I governi spiano gli smartphone di giornalisti e attivisti

Sono coinvolti decine di paesi che utilizzano un potente software sviluppato in Israele per spiare terroristi e criminali, secondo i documenti analizzati da diversi giornali internazionali.

I governi spiano gli smartphone di giornalisti e attivisti

Viene denominata “Pegasus Project” l’inchiesta pubblicata dal Washington Post, secondo cui gli smartphone in tutto il mondo di giornalisti e attivisti dei diritti umani siano spiati da un potente software israeliano, già emerso nel 2019 come aggressivo ai danni di WhatsApp: l’inchiesta Forbidden stories è capitanata da Amnesty International, secondo cui ci sarebbe stato un tentativo su 36 smartphone di installare lo spyware con scarsi risultati, con 23 tentativi andati invece buon fine.

Si tratta di smartphone di proprietà di Apple e Android, nonostante i due siano sicuri sull’installazione di malware di terze parti. Le indagini hanno inoltre permesso di risalire tramite i numeri di telefono nella lista a un migliaio di persone in 50 paesi diversi. Si tratterebbe di famiglie reali saudite, dirigenti di azienda, funzionari governativi e giornalisti.

I giornalisti fanno parte delle più importanti testate giornalistiche internazionali come Al Jazeera, New York Times; Apple e Google attraverso gli aggiornamenti assicurano che non ci sono falle nel sistema, ma questo spyware riesce ad aggirarle.
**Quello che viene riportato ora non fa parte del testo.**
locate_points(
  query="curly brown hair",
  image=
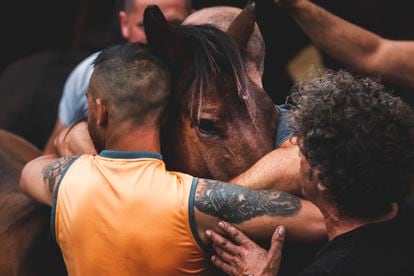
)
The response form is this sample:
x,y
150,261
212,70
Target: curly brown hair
x,y
359,137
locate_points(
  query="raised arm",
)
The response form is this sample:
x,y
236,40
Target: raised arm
x,y
279,170
41,176
353,46
256,212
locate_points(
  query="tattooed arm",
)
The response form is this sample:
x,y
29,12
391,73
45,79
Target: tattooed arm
x,y
256,212
40,177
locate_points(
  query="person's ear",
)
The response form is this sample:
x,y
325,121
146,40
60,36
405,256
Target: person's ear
x,y
123,21
101,112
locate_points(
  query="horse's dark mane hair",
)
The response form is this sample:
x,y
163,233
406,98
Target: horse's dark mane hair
x,y
214,56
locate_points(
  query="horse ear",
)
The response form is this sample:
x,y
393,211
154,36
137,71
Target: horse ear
x,y
243,25
162,36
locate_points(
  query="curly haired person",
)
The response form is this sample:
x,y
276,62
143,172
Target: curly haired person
x,y
357,158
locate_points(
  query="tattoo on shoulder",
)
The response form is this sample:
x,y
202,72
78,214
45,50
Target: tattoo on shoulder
x,y
53,172
236,204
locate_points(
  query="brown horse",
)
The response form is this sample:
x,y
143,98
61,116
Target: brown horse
x,y
219,124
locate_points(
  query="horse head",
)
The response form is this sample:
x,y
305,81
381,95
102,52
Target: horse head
x,y
219,121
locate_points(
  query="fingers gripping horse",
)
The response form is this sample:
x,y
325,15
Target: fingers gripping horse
x,y
219,123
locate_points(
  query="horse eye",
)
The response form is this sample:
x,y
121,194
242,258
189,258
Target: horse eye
x,y
207,127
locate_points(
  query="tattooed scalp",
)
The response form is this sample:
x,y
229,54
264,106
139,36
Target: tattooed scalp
x,y
236,204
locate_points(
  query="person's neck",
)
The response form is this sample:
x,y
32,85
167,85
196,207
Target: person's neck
x,y
337,225
127,137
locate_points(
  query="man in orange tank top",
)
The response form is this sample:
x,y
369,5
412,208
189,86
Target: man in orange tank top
x,y
121,212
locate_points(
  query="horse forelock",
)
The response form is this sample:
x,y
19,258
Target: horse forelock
x,y
215,59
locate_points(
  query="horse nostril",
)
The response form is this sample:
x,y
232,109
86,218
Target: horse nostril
x,y
208,127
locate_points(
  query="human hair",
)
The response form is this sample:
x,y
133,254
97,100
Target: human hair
x,y
133,82
359,137
222,17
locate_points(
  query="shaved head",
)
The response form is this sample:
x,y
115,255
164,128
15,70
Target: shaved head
x,y
222,17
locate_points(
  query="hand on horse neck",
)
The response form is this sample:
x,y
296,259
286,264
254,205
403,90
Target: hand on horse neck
x,y
129,137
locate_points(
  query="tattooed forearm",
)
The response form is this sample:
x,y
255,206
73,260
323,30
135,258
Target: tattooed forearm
x,y
236,204
52,172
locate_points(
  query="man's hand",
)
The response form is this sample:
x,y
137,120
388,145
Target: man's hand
x,y
75,140
289,3
244,257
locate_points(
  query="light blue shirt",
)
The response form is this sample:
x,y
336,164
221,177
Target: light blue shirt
x,y
73,105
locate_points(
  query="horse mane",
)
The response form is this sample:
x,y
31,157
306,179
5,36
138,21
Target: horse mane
x,y
214,56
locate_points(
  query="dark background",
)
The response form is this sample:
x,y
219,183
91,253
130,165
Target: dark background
x,y
42,41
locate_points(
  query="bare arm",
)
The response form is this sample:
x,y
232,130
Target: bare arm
x,y
353,46
74,140
255,212
278,169
242,256
40,177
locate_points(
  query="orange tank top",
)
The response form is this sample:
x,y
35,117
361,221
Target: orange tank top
x,y
123,213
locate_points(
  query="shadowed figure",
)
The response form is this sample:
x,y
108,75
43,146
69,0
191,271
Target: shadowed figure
x,y
219,124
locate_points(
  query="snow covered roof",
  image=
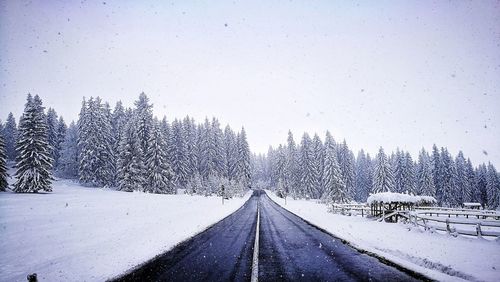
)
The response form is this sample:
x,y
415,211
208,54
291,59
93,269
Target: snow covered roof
x,y
472,204
390,197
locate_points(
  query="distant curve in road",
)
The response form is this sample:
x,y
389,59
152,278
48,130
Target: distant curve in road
x,y
290,249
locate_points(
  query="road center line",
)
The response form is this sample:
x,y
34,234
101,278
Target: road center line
x,y
255,263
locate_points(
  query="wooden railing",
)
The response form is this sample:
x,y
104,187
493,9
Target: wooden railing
x,y
359,209
455,221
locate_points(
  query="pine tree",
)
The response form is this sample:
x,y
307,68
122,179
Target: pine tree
x,y
470,193
364,176
436,167
383,177
178,154
144,120
60,137
408,173
481,184
10,135
461,179
492,186
3,162
118,121
446,175
336,191
345,159
318,159
131,168
68,162
159,173
216,148
206,167
243,164
309,175
425,181
95,144
398,164
52,137
292,170
230,153
189,128
33,161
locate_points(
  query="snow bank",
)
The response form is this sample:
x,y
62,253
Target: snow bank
x,y
390,197
439,256
89,234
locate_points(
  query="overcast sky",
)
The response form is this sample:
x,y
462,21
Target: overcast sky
x,y
393,74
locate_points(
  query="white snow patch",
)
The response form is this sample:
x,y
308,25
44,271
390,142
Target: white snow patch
x,y
439,256
91,234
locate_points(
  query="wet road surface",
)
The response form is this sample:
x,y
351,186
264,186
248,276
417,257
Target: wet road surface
x,y
290,249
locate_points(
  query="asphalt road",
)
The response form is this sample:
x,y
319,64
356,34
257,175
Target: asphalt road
x,y
289,250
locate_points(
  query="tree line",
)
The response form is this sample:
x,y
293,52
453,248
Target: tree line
x,y
330,171
126,148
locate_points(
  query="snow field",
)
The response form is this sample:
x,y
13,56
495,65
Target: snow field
x,y
91,234
438,256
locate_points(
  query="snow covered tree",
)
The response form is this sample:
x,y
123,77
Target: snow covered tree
x,y
481,184
3,162
178,154
446,174
243,164
309,176
461,179
492,187
131,168
118,121
95,144
292,169
397,164
159,173
425,181
436,167
230,153
144,120
190,132
336,191
364,176
33,161
60,136
195,186
345,159
408,181
470,193
68,162
383,178
280,165
318,159
10,135
52,133
206,166
216,148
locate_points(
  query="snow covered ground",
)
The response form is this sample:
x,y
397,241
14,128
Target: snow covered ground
x,y
439,256
90,234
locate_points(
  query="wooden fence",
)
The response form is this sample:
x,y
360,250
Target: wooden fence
x,y
472,223
453,221
351,209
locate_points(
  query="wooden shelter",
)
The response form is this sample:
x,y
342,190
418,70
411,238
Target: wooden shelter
x,y
390,207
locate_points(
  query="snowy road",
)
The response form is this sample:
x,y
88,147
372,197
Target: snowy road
x,y
222,253
290,249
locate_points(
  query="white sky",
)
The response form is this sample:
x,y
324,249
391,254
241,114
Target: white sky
x,y
405,74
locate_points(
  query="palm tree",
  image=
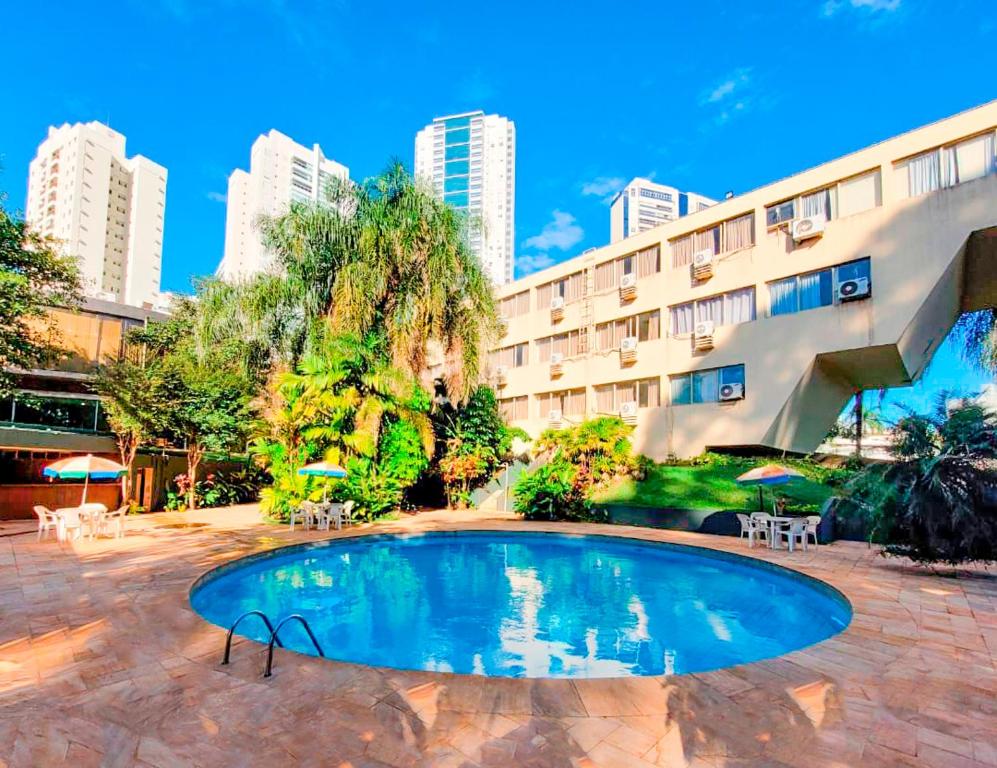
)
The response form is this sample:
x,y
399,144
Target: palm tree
x,y
386,255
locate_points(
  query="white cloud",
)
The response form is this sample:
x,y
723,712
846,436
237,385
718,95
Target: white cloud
x,y
831,7
603,186
529,263
737,80
561,233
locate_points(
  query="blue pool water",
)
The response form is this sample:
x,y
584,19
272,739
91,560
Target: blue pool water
x,y
526,604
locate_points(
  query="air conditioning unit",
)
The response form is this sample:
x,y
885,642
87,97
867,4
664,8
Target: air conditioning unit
x,y
851,290
808,227
628,350
702,337
557,308
556,362
702,264
731,392
628,411
628,286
Al malcapitato arriva un innocuo sms dal proprio operatore che rimanda ad un link attraverso il quale si installa il software, a propria insaputa. A questo punto si ha accesso a tutti i dati del cellulare, social network, conversazioni private, e-mail, foto e video, di modo che lo spyware raccolga quante più informazioni possibili.

È stato messo sotto inchiesta il sistema Pegasus da molte testate giornalistiche internazionali, anche se sembra che non violi la libertà individuale, concentrandosi sul tracciamento di criminali e, soprattutto, di giornalisti e attivisti. Pegasus fu utilizzato per provare a spiare due donne in stretti rapporti con Khashoggi, giornalista che aveva condotto inchieste e scritto editoriali molto duri nei confronti della famiglia reale saudita sul Washington Post. 

Molti numeri tenuti sotto controllo sono messicani, tra cui quello di Carmen Aristegui, tra le più importanti giornaliste investigative del Messico e collaboratrice di CNN. È probabile che nelle prossime settimane i 17 giornali coinvolti nell’analisi dei dati raccolti dall’inchiesta pubblichino nuove informazioni.